PCA is mainly  used  for dimensionality reduction.Its operation can be thought of as revealing the internal structure of the data in a way that best explains the variance in the data. If a multivariate dataset is visualised as a set of coordinates in a high dimensional data space, PCA can supply the user with a lower-dimensional picture, a “shadow” of this object when viewed from its  most informative viewpoint. The main objective of PCA is to convert a set of observations of possibly correlated variables into a set of values of  linearly uncorrelated variables called principal componentsThis transformation is defined in such a way that the first principal component has the largest possible variance  and each succeeding component in turn has the highest variance possible under the constraint that it be orthogonal to (i.e., uncorrelated with) the preceding components.

Mathematically,Given a data matrix X, where every sample $\overrightarrow{X}$  is a m dimensional vector where m is the number of measurement types(variables), we  want to project X into lower dimensional space while preserving as much information as possible which can be achieved by  finding an orthogonal basis that spans the column space of  X. In particular, choose projection that minimizes squared error in reconstructing original data

PCA makes one stringent but powerful assumption,linearity.Linearity vastly simplifies the problem by restricting the set of potential bases.With this assumption PCA is now limited to reexpressing data as a linear combination of its basis vectors.

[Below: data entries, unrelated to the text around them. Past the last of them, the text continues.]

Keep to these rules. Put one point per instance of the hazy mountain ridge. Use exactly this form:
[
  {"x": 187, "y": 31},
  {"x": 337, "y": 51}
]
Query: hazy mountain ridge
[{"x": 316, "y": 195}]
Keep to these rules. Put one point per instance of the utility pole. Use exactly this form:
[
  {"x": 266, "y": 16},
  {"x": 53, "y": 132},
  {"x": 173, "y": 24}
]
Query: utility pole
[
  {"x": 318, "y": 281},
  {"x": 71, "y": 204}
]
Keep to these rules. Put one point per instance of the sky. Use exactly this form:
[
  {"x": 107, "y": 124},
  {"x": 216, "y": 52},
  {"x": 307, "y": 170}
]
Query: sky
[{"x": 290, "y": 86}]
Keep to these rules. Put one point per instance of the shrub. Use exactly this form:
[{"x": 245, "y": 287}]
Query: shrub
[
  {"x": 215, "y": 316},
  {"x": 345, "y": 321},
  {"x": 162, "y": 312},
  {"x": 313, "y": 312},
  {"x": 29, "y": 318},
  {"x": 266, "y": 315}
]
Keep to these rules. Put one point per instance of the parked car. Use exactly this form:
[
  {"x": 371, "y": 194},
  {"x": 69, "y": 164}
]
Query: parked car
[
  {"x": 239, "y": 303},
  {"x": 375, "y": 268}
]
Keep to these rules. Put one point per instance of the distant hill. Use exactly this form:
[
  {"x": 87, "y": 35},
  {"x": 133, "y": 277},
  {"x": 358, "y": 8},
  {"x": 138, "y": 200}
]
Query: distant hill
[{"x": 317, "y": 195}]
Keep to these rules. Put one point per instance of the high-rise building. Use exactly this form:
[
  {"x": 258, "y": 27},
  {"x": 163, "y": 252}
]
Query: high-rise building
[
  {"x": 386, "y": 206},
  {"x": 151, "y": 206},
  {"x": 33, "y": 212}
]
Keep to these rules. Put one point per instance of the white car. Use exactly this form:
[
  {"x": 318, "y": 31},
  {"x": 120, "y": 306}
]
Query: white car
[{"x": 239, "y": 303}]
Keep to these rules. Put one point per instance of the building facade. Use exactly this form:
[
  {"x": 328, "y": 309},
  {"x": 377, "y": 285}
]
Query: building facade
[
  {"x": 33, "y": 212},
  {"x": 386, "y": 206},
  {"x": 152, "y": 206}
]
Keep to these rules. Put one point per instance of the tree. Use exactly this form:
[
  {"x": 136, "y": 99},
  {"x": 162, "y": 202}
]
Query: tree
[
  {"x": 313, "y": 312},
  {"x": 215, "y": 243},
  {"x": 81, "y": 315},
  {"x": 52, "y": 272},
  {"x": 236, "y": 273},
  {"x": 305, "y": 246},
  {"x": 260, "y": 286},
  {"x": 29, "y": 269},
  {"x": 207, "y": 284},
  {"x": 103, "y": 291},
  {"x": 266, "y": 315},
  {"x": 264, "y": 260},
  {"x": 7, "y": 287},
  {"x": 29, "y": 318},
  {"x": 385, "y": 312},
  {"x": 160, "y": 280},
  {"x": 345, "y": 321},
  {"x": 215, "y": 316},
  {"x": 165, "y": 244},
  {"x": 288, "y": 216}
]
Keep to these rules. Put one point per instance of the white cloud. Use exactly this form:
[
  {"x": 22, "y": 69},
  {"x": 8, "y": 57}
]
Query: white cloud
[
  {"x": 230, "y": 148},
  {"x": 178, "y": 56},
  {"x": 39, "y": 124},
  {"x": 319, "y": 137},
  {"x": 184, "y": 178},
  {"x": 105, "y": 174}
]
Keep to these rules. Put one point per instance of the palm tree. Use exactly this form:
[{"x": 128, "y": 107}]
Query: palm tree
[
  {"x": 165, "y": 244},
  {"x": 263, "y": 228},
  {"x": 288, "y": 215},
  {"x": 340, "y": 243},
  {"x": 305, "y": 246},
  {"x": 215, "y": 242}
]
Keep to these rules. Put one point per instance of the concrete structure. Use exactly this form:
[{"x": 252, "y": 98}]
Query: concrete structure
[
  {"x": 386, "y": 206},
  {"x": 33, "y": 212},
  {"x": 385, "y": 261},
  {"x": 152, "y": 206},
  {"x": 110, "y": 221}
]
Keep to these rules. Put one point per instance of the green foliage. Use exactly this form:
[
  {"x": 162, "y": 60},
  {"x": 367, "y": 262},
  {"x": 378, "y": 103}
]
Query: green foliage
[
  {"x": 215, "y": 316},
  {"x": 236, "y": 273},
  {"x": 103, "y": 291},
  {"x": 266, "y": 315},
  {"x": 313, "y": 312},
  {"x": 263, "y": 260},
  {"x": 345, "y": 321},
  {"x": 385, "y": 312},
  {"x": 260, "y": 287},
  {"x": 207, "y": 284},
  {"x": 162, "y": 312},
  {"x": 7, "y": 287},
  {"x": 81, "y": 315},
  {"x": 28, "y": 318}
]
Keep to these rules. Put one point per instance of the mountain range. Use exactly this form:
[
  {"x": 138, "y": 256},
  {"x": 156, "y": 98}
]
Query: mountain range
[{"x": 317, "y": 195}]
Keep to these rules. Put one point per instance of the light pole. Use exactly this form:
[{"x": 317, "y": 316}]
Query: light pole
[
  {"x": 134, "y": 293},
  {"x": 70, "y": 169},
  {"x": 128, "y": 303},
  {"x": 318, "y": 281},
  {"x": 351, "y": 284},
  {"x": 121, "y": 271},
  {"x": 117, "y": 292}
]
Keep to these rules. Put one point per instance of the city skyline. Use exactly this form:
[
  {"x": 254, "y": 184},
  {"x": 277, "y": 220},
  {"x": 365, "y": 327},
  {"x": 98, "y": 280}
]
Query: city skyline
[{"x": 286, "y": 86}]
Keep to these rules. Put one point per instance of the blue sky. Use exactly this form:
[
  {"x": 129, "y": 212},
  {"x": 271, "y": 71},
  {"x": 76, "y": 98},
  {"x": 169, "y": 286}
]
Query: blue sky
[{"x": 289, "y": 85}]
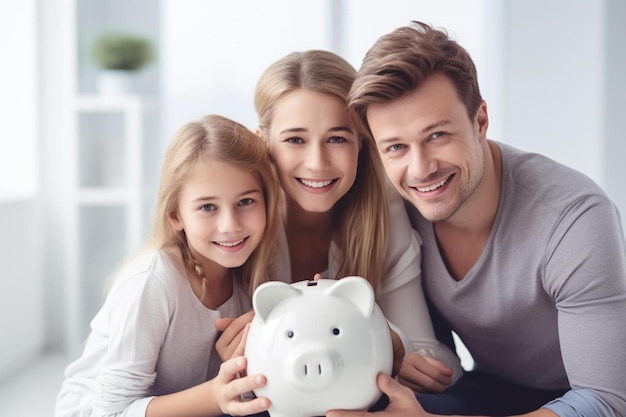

Let X be the original recorded data set and y is a new representation of the data set.Our goal is to find a linear transformation matrix P such as  PX = Y  s.t  rows of P are row of basis vectors for expressing the columns of X.these row vectors will then become the  principal components of  X.

Now comes the question, what does “best express the data” mean .To extract valuable information from a signal measurement noise in any data should be low.A common measure for noise which quantifies it in terms of  signal is SNR(Signal to noise ratio) :

SNR = ${\sigma}_{signal}^{2}$ / ${\sigma}_{noise}^{2}$           where ${\sigma}^{2}$ is the variance.

A high SNR indicates a high precision measurement whereas a low SNR indicates very noisy data.Thus , by assumption the dynamics of interest exist along directions with largest variance and presumably highest SNR.

Another key factor is the redundancy of data.For example,in a 2-dim case,for two arbitrary measurement types ${r}_{1}$ and ${r}_{2}$ ,  was it really necessary to record two variables or it would be more meaningful to just have recored a single variable,not both .Can we predict ${r}_{1}$ from ${r}_{2}$ or vice versa using the best fit line.This is the central idea behind dimensional reduction.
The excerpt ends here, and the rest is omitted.